Automatic Field Type Detection

Turret automatically analyzes your metadata fields and classifies them:
TypeDescriptionUsage
textFree-form text contentSemantically clustered into topics
enumCategorical values with limited optionsAvailable for segmentation/filtering
numberNumeric valuesAvailable for aggregation
Field types are detected automatically when you first send events with new metadata keys. You can override these classifications in Settings → Metadata if needed. See Segmentation for more details.

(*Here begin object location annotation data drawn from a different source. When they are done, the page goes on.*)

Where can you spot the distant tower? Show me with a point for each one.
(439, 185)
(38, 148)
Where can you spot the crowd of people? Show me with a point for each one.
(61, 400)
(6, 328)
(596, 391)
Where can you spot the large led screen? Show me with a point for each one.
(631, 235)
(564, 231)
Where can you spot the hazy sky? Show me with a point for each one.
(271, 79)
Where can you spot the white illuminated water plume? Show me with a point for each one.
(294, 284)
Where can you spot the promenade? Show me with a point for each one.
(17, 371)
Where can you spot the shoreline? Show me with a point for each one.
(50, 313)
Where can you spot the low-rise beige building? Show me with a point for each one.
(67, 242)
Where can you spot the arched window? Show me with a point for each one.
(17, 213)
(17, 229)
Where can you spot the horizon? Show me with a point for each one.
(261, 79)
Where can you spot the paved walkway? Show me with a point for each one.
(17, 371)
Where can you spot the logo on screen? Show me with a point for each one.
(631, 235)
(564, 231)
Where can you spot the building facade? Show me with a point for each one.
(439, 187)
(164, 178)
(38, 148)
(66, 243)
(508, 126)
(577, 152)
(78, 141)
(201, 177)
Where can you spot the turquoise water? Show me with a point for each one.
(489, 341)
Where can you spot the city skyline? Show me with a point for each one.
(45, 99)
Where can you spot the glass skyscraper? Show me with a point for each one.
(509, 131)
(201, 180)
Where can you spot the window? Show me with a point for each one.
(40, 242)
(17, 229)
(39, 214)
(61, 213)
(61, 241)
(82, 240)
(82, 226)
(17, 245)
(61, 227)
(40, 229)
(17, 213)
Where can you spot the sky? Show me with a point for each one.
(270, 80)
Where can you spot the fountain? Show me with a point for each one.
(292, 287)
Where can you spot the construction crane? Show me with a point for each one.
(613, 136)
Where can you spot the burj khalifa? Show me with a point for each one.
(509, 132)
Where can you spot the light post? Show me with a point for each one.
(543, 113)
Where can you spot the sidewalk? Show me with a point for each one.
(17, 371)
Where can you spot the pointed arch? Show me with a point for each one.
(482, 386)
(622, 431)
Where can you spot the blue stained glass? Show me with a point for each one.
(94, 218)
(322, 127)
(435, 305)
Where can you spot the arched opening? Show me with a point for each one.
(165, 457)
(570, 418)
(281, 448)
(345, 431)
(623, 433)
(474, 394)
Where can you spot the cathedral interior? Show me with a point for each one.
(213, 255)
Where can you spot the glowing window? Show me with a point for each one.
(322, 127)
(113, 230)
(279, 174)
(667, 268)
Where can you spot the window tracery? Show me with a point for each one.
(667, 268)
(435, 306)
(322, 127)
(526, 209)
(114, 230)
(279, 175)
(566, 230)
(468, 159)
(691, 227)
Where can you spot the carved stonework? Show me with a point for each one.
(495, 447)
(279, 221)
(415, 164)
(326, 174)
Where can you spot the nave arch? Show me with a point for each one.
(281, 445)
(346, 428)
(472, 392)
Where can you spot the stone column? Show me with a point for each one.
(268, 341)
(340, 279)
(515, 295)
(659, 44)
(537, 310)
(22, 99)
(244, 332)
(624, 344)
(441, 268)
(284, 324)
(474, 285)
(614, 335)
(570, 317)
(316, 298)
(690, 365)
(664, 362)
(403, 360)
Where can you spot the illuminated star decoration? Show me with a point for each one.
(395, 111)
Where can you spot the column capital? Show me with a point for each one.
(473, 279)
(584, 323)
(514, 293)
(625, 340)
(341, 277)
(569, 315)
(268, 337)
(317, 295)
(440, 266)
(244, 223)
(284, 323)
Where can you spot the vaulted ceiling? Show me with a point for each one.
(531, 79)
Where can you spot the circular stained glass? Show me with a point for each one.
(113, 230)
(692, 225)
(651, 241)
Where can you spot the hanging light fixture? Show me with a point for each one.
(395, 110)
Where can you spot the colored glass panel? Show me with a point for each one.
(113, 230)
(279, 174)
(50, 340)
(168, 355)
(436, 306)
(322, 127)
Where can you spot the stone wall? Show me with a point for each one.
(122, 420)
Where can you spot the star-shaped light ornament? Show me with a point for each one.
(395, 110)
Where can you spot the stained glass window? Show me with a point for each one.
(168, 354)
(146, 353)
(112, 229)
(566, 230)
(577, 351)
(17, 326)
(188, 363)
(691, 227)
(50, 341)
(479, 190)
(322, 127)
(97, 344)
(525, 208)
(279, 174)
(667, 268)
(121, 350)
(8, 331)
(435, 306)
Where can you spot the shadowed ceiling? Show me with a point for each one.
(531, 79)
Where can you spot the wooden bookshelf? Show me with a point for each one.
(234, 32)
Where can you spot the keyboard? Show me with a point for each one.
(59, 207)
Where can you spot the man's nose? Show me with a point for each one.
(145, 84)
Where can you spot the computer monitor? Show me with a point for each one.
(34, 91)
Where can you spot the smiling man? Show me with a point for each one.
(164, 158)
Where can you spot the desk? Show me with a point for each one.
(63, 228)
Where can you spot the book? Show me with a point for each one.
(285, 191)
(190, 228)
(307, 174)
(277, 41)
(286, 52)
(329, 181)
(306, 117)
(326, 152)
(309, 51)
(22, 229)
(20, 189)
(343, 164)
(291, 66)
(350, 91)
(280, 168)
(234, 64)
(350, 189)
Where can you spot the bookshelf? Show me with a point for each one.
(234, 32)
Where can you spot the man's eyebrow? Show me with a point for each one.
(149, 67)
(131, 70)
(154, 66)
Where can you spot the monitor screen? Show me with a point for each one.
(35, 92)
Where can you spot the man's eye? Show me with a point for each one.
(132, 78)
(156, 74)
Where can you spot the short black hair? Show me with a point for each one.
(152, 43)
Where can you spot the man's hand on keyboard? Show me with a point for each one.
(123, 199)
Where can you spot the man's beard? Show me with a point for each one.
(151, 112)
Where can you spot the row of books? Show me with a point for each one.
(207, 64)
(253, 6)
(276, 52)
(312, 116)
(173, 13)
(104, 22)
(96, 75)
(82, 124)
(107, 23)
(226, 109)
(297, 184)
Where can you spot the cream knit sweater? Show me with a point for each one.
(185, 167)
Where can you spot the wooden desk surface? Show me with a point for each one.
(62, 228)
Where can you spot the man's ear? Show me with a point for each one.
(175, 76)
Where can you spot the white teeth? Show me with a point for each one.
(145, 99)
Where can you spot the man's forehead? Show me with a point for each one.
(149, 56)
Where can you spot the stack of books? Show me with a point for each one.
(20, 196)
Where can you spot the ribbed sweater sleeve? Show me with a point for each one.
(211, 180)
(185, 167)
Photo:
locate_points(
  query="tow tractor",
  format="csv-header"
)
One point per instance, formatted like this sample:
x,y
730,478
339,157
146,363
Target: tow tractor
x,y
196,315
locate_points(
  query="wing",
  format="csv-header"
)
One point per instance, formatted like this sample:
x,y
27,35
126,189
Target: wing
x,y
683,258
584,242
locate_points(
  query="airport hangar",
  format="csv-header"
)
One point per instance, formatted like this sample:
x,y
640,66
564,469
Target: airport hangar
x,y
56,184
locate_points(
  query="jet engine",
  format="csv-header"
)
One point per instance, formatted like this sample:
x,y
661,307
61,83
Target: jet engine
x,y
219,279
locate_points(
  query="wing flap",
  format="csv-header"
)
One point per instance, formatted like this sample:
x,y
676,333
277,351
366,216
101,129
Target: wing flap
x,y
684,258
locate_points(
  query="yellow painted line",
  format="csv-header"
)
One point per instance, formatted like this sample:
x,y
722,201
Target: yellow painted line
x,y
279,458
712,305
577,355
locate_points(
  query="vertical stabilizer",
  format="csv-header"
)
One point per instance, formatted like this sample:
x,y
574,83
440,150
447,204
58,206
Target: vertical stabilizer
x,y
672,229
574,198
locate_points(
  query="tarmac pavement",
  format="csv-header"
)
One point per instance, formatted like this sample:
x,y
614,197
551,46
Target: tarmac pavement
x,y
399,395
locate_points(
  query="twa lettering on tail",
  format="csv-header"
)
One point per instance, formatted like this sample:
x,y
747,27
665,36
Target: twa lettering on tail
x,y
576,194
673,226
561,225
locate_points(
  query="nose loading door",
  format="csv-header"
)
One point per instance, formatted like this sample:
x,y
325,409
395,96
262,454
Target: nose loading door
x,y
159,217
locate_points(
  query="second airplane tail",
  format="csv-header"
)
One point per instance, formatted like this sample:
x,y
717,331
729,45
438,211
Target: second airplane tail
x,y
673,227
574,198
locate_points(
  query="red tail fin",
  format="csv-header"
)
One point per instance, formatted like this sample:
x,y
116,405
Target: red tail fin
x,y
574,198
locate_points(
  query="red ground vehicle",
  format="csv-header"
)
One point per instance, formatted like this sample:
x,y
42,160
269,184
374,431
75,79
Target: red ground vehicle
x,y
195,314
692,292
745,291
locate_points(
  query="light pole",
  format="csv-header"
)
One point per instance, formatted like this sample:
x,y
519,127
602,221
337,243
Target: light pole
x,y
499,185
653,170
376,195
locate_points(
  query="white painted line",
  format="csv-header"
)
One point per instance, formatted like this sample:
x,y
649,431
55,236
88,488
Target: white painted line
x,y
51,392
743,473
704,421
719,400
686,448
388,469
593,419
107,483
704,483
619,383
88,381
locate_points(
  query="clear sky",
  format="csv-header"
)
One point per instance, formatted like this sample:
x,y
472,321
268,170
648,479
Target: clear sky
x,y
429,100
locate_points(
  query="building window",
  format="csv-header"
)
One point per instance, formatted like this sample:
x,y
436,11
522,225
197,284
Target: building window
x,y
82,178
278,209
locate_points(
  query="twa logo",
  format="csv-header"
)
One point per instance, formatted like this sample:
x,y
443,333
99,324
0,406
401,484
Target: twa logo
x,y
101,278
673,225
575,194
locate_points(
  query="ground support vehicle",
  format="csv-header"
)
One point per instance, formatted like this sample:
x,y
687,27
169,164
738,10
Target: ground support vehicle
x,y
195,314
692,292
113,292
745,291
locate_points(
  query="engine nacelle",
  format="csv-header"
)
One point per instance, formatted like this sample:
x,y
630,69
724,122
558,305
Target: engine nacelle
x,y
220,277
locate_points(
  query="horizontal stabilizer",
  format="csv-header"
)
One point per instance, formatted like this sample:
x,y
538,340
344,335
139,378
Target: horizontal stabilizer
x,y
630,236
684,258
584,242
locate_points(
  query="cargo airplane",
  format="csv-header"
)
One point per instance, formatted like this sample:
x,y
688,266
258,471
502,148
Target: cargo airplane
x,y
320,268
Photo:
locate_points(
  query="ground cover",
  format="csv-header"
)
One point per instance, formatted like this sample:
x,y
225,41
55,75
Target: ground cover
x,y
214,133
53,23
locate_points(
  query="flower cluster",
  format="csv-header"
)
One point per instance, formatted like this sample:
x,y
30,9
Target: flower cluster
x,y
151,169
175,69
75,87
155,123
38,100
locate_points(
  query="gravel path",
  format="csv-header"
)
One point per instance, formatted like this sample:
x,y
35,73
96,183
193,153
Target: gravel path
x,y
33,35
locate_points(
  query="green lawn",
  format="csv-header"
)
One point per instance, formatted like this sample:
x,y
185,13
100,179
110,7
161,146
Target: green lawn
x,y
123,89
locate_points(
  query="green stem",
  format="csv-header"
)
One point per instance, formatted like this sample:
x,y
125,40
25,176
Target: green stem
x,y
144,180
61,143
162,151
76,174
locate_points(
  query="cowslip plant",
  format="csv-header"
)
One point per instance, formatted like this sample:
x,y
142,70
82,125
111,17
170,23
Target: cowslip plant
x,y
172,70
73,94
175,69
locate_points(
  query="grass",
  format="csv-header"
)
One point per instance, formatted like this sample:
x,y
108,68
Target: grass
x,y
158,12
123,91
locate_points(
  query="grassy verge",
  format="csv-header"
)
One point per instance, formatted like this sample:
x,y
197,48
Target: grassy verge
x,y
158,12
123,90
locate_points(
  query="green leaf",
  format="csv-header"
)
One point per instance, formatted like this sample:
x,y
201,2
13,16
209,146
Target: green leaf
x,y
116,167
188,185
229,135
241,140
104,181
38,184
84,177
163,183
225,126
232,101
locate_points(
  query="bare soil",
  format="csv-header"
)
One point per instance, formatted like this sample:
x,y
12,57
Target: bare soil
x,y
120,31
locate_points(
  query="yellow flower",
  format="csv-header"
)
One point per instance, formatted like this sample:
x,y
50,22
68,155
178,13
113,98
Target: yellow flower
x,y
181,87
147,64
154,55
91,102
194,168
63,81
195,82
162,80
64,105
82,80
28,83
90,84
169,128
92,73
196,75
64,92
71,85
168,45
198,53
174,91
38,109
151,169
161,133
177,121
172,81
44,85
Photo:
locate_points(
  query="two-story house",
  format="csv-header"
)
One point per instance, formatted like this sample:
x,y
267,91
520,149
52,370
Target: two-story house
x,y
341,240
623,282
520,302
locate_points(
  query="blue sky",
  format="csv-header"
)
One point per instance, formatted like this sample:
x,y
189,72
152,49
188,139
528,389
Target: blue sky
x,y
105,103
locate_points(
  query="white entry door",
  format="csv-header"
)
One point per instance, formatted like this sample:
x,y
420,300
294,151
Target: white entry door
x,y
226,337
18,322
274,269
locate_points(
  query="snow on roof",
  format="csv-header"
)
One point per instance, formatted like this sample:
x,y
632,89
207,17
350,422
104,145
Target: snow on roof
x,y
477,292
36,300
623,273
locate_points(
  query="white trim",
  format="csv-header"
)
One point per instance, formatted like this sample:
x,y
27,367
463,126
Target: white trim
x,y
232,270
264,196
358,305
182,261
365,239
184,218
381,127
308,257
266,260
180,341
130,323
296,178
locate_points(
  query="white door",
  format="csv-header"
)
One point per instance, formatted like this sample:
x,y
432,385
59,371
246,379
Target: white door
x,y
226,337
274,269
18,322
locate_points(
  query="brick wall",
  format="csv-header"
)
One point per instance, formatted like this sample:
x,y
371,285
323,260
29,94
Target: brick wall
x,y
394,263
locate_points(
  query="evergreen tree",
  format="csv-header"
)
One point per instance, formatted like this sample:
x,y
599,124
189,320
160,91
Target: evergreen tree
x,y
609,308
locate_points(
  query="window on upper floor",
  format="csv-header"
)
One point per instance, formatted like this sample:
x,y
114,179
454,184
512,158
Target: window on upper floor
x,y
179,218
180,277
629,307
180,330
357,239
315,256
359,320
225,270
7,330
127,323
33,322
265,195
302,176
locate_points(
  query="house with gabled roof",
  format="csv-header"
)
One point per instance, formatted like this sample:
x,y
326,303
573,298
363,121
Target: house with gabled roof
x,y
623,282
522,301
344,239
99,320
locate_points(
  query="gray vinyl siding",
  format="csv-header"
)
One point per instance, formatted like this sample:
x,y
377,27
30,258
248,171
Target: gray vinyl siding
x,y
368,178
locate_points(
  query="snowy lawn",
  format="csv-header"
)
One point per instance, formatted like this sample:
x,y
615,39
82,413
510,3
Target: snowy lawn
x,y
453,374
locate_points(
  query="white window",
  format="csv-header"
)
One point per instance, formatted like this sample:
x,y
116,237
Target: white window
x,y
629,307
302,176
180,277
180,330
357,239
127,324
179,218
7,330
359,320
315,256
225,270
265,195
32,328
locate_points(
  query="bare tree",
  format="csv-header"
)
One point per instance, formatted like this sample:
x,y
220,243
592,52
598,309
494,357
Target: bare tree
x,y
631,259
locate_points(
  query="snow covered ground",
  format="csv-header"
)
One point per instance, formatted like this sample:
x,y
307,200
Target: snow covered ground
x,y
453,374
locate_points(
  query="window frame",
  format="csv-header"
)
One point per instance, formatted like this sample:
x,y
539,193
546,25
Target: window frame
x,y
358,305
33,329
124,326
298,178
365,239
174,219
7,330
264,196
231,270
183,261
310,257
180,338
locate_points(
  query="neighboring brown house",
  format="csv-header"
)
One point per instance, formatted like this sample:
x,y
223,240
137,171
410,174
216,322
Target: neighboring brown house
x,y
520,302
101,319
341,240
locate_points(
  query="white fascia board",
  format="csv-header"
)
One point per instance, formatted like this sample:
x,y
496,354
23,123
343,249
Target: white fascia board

Event Naming Best Practices

Choose descriptive, consistent names for your events:

Good Names

  • “user_prompt”
  • “search_query”
  • “chat_message”
  • “feedback_submitted”

Avoid

  • “Event1”, “Event2”
  • “user_action”
  • “something_happened”
  • Names that are too generic

How Clustering Works

When you send an event:
  1. Embedding Generation: Turret generates a vector embedding for the metadata value (e.g., the prompt text) using an embedding model.
  2. Semantic Clustering: Events are grouped into clusters based on embedding similarity. Similar prompts end up in the same cluster, even if they use different words:
    • “How do I reset my password?” and “I forgot my login credentials” → Same cluster
  3. Cluster Labeling: Clusters are automatically labeled with human-readable descriptions using an LLM (e.g., “Password Reset Requests”).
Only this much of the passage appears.